1. Hang up if someone phones you out of the blue!
If someone phones you up unexpectedly and wants to talk about your pension, your best bet is to hang up the phone straight away.
Most people at some point will have received a phone call from someone they do not know claiming to offer an incredible investment opportunity for their savings or a ‘pension review’ service. If this happens, end the call immediately.
Equally, do not respond to text messages, emails or social media messages claiming to hold the key to retirement nirvana. In all likelihood this will be a scammer phishing for victims, so, whatever you do, do not take the bait.
2. Don’t deal with unregulated ‘advisers’
While telephone, text, email and social media remain the primary weapons of choice for the modern con artist, some continue to knock on doors, usually targeting older people they think are more likely to be vulnerable.
Make sure you only deal with FCA-regulated advisers. This is particularly important as if you are sold an investment by an unregulated individual, you will not have recourse to compensation.
3. Be wary of overseas or crypto investments promising sky-high returns
Scammers often promise double-digit returns through exotic investments in far-flung locations.
Promoting cryptocurrency investment ‘opportunities’ has also become an increasingly popular route for fraudsters.
If you are told you can get 10 per cent-plus annual returns from a teak plantation in South American or a hotel room in Spain, tread carefully.
Often fraudsters will advertise investments in an asset that does not exist or has not yet been built.
4. Watch out for schemes offering ‘guaranteed’ returns
Nothing is guaranteed when it comes to investments.

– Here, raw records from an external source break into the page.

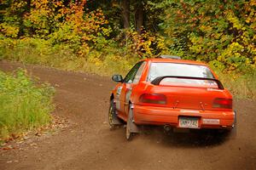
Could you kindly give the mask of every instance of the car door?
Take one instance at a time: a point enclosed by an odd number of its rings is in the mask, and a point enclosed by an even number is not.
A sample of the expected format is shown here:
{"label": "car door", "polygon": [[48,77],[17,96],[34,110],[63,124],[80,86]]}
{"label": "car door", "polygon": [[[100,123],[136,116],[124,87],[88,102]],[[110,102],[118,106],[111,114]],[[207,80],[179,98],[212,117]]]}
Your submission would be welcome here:
{"label": "car door", "polygon": [[119,96],[120,112],[122,116],[125,116],[124,118],[126,118],[128,114],[129,101],[132,88],[139,82],[145,65],[146,61],[141,61],[136,64],[124,79]]}

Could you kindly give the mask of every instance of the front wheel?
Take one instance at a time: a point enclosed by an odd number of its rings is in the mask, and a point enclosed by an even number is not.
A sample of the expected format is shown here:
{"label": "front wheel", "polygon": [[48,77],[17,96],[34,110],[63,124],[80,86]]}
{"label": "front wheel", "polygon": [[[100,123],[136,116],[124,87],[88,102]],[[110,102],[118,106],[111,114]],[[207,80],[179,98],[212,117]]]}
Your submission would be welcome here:
{"label": "front wheel", "polygon": [[115,104],[113,99],[110,101],[110,105],[109,105],[108,124],[110,129],[114,129],[115,128],[123,124],[121,120],[116,115]]}

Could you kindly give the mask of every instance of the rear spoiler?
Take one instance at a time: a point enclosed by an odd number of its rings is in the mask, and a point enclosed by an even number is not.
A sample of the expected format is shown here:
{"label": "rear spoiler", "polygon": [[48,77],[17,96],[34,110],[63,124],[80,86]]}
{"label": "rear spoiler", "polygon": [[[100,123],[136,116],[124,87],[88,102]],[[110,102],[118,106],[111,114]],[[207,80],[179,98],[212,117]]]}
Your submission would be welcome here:
{"label": "rear spoiler", "polygon": [[215,78],[203,78],[203,77],[194,77],[194,76],[158,76],[155,79],[154,79],[151,83],[154,85],[159,85],[160,82],[165,78],[180,78],[180,79],[191,79],[191,80],[209,80],[209,81],[214,81],[218,84],[218,88],[219,89],[224,89],[223,84],[219,80],[217,80]]}

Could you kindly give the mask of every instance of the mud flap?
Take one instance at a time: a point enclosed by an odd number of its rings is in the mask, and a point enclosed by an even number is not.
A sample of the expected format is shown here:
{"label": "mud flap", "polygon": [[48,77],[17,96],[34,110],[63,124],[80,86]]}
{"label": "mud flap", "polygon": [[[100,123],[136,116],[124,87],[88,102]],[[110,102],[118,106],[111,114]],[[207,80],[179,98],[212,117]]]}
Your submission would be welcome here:
{"label": "mud flap", "polygon": [[123,123],[121,122],[121,121],[117,117],[116,113],[113,113],[113,120],[112,120],[112,123],[113,125],[122,125]]}
{"label": "mud flap", "polygon": [[127,127],[129,127],[130,132],[131,133],[139,133],[140,130],[139,130],[138,126],[134,123],[132,105],[130,107],[129,116],[128,116],[129,117],[128,117],[128,120],[127,120]]}

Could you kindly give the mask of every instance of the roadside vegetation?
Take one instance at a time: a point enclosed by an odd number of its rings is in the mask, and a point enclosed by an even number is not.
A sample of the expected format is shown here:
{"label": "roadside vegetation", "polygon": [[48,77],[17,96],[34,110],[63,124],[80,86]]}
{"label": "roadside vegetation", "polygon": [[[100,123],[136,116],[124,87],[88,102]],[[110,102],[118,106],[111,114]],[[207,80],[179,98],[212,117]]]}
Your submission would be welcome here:
{"label": "roadside vegetation", "polygon": [[53,88],[37,84],[24,70],[0,71],[0,143],[51,121]]}
{"label": "roadside vegetation", "polygon": [[254,0],[2,1],[0,60],[100,75],[175,54],[206,62],[256,99]]}

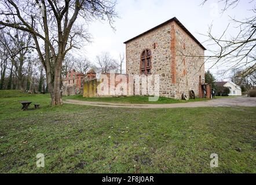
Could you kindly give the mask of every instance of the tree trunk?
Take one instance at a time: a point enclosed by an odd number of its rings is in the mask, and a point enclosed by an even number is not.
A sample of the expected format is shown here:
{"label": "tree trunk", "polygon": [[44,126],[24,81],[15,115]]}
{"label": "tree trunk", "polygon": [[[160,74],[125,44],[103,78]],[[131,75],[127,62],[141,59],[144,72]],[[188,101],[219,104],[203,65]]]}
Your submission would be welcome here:
{"label": "tree trunk", "polygon": [[0,90],[3,89],[3,83],[5,82],[5,71],[6,70],[6,64],[4,62],[3,66],[1,66],[1,80],[0,81]]}
{"label": "tree trunk", "polygon": [[8,90],[10,90],[12,88],[13,70],[13,65],[12,64],[12,67],[10,68],[10,76],[9,76],[8,84],[7,85],[7,89]]}
{"label": "tree trunk", "polygon": [[56,66],[54,74],[53,94],[52,95],[52,105],[62,105],[61,95],[60,94],[60,76],[61,68]]}

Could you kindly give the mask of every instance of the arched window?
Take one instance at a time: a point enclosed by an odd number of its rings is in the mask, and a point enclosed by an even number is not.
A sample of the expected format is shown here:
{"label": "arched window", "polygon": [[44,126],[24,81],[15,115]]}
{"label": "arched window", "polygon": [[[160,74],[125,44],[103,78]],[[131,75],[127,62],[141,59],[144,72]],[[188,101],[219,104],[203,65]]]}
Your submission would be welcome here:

If a company you have never heard of says it can deliver ‘guaranteed’ returns of any amount, do not touch them with a barge pole.
5. Don’t rush to make a decision
Do not be forced into doing something you are not comfortable with and might regret by a pushy salesman or saleswoman desperate to boost their commission.
Your pension might just be the most valuable asset you ever own, so invest it wisely.
And if you are at all unsure, check the FCA’s ScamSmart website or speak to a regulated financial adviser before making any decision.